As we are now for the offsets going to monitor them on our own contacting the 
external ntpd at a rate, we will only need to know when its going to contact 
an ntpd, and then restrict via another ntpq request possibly.

For all of that is no longer critical to be fast. Thank you for pounding on me 
with that. :-)

> >> Briefly, you use the defaults for MINPOLL and MAXPOLL.  You may use the
> >> "iburst" keyword in a server statement for fast startup.  You may use
> >> the "burst" keyword ONLY with the permission of the the server's owner.
> >> 99.99% of NTP installations will work very well using these rules".  If
> >> yours does not, ask here for help!
> >
> >Now speaking about our system, not the middleware, with connections as
> >follows:
> >
> >External NTPs <-> 2 entry hosts <-> 8 other hosts.
> >
> >And iburst and minpoll=maxpoll=5 to improve the results.
> On which? That should NOT be on the external NTPs unless you own them. That
> will not necessarily improve results-- depends on whether you want short
> term accuracy or long term (eg what happens if the connection with the
> outside world goes down for 3 days. Do you want to make sure your systems
> will keep good time during those three days? Are you willing to buy 25usec
> rather thahn 50usec short term accuracy for 10 sec drift over that 3 days?
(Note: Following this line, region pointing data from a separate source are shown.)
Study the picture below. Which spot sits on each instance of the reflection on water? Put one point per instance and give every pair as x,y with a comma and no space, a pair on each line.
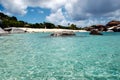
37,56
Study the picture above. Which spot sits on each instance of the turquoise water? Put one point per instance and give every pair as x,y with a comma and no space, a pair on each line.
37,56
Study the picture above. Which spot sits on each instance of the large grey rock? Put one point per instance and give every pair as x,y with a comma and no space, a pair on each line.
63,33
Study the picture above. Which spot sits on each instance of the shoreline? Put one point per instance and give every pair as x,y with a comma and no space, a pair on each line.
31,30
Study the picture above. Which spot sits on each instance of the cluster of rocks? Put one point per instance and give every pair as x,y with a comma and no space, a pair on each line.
112,26
11,30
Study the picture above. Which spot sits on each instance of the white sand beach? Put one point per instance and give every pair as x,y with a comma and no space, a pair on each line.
49,30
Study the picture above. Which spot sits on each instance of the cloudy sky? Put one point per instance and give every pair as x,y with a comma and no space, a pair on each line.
79,12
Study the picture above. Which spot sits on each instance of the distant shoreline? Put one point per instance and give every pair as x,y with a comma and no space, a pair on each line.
30,30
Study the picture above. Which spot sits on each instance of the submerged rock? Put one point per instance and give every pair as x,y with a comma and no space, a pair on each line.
95,32
2,32
17,30
63,33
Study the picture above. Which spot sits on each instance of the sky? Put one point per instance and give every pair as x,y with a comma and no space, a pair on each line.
61,12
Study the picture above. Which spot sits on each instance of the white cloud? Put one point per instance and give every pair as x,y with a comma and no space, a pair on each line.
56,17
80,12
14,6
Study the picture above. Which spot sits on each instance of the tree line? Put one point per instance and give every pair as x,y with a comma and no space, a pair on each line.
7,21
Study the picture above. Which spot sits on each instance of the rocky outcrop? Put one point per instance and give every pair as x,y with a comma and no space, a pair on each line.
116,29
113,23
16,30
95,32
2,32
63,33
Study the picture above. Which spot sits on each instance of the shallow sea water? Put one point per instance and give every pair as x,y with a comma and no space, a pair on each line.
37,56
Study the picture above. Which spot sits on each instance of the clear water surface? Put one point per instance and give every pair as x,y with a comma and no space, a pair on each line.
37,56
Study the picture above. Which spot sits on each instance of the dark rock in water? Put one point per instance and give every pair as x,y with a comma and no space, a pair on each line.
116,29
63,33
8,29
113,23
95,32
2,32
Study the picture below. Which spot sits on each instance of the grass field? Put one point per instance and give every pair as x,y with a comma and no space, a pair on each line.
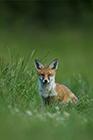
21,115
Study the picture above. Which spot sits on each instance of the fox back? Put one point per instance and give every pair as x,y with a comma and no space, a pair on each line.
48,88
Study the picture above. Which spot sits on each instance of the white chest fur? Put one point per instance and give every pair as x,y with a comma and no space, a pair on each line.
47,90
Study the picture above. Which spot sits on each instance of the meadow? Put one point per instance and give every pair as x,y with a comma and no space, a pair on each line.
21,115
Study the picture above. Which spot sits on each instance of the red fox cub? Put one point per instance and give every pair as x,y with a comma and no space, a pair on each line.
50,90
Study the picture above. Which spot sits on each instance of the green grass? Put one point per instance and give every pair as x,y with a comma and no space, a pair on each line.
21,115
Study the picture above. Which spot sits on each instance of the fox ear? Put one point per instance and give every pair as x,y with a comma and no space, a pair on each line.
54,64
38,65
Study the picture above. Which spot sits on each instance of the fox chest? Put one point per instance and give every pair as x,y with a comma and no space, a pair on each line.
47,92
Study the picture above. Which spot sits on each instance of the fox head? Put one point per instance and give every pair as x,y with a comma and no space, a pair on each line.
46,73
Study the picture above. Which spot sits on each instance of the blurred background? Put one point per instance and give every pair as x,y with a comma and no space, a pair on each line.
60,29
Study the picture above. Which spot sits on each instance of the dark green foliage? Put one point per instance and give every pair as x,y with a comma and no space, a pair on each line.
21,114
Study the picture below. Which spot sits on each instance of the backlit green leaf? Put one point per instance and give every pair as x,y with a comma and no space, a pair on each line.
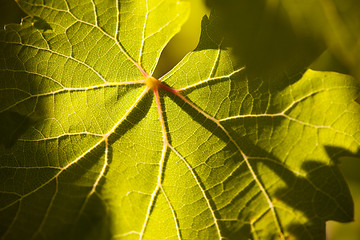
98,149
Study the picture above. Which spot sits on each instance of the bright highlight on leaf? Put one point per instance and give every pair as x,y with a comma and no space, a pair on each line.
152,82
210,153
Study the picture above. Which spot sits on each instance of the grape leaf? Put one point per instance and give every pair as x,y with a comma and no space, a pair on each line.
96,148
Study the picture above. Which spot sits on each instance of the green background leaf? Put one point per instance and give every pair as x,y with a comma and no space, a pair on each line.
218,153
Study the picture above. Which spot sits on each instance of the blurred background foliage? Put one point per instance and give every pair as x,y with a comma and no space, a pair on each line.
272,38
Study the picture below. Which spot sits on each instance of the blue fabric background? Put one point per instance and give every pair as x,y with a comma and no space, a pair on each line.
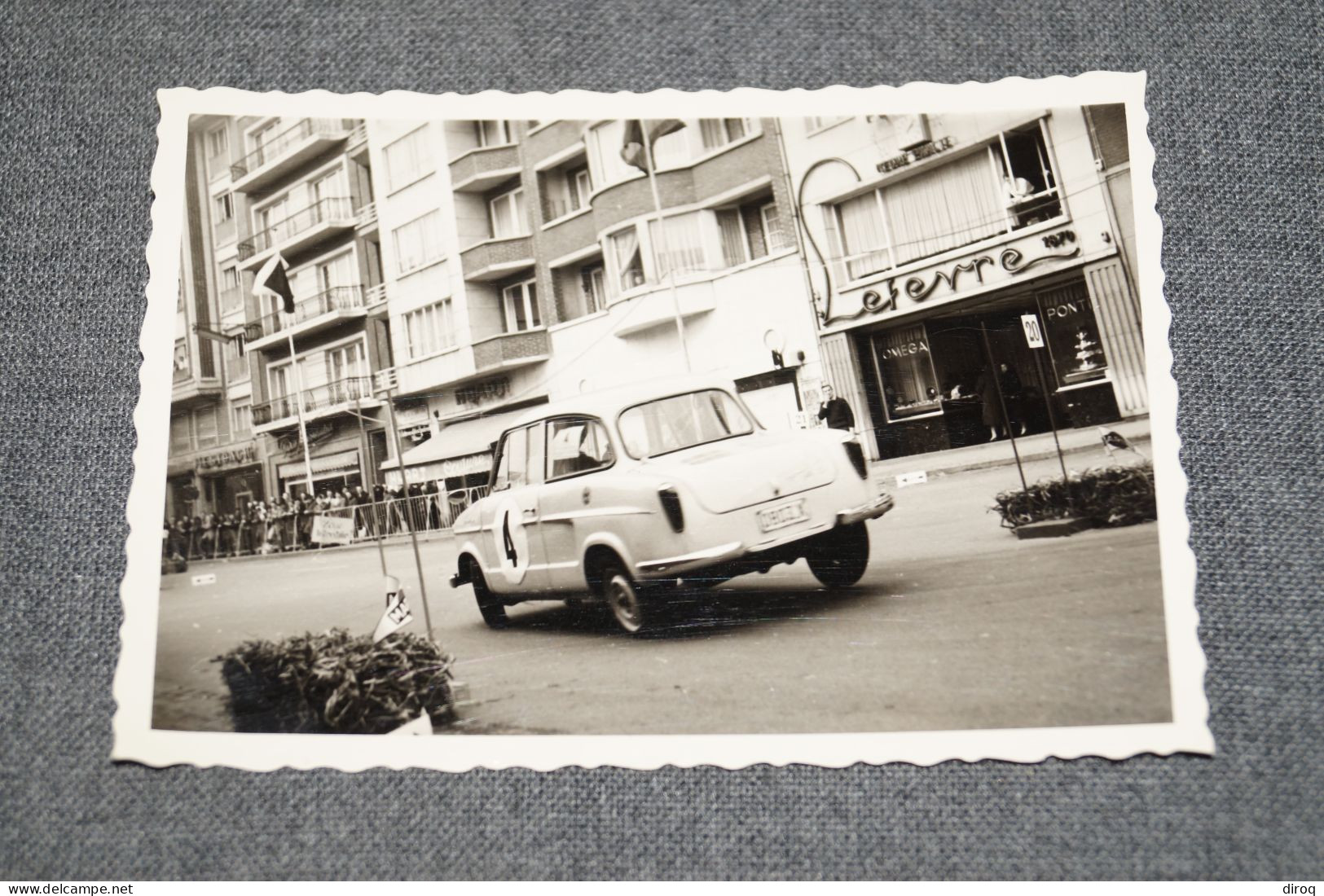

If the NTP connections fail, we can accept a slow drift very well. But see my 
last response to Richard B. Gilbert about why this is needed. We want the 8 
other hosts to synchronize fast. 

When they "iburst" none of the entry hosts may already have completed its own 
startup, so they need to poll quickly even after the "iburst" or else 
sychronization after reboot will take too long.

> >Currently we observe that both entry hosts can both become restricted due
> > to large offsets on other hosts, so they become restricted and that will
> > make the software refuse to go on. Ideally that would not happen.
> >
> >
> >I will try to formulate questions:
> >
> >When the other hosts synchronize to the entry hosts of our system, don't
> > the other hosts ntpd know when and how much these entry hosts changed
> > their time due to input?
> Yes, and no. On one level no-- they trust their sources. However part of
> the information they get is the dispersion. That gives some info about how
> well those servers are tracking the outside world.

But that would be more of "no". All the increased dispersion on "entry hosts" 
due to required time shifting is going to give us is a slow down in the 
synchronization of the "other hosts".

> >Is the use of ntpdate before starting ntpd recommended and/or does the
> > iburst option replace it?
> Not recommended.

I sort of think that we can build something for the "other" hosts that makes 
them wait for the "entry" hosts to be synchronized. See that response to 
Richard B. Gilbert again. 

We could alternatively want to change ntpd in a way that the iburst lasts 
until a sufficient synchronization was achieved. But it appears to be more 
simply to delay the iburst by delaying the ntpd start until sufficient 
conditions are met.

For the startup of our system that could be a solution that removes the need 
for permanently low poll intervalls, although they are only needed initially.